You have to compute the volume of the room by using the formula height*width*length, and then divide it by the volume of a human.(Igny)
I think it has more to do with area and the number of tables, doors, etc. --Daniel Olsen 05:47, 9 December 2006 (UTC)[reply]
If you mean the maxmimum legal occupancy for fire codes, for example, that's a legal question, not a math question. See fire safety. Friday (talk) 21:24, 8 December 2006 (UTC)[reply]
I'd say it's both. There will be some legal rule for the amount of space to be allocated for each person, based on your location/jurisdiction, I suspect in the form of square footage per person. Then, to determine the occupancy, you will need to do some basic math. StuRat 07:15, 9 December 2006 (UTC)[reply]
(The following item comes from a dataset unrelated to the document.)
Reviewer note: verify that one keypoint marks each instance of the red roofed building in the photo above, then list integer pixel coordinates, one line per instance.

I'd interpret occupancy differently, but as there are various meanings the questioner should be clearer. Anyway:

Take just one room. If it is fully occupied all the time, it has an occupancy of 100%; if half-occupied all the time, of 50%; if fully occupied for half the time, of 50%; etc. So a formula would be:

Occupancy (%) = 100 X Σ(No. of people X Length of meeting)/(Size X Total time)

So for example, a meeting room holds 20 people and is available for 8 hours in a day. There are 2 meetings, one with 8 people lasting 3 hours and one with 12 people lasting 2 hours. Then the occupancy will be given by 100 X (8 X 3 +12 X 2)/(20 X 8) = 30%.

This can be extended to more than one room and to more than one day in what should be an obvious way.Semiable 13:27, 9 December 2006 (UTC)[reply]

Yea, that might be how they meant the question. StuRat 12:28, 10 December 2006 (UTC)[reply]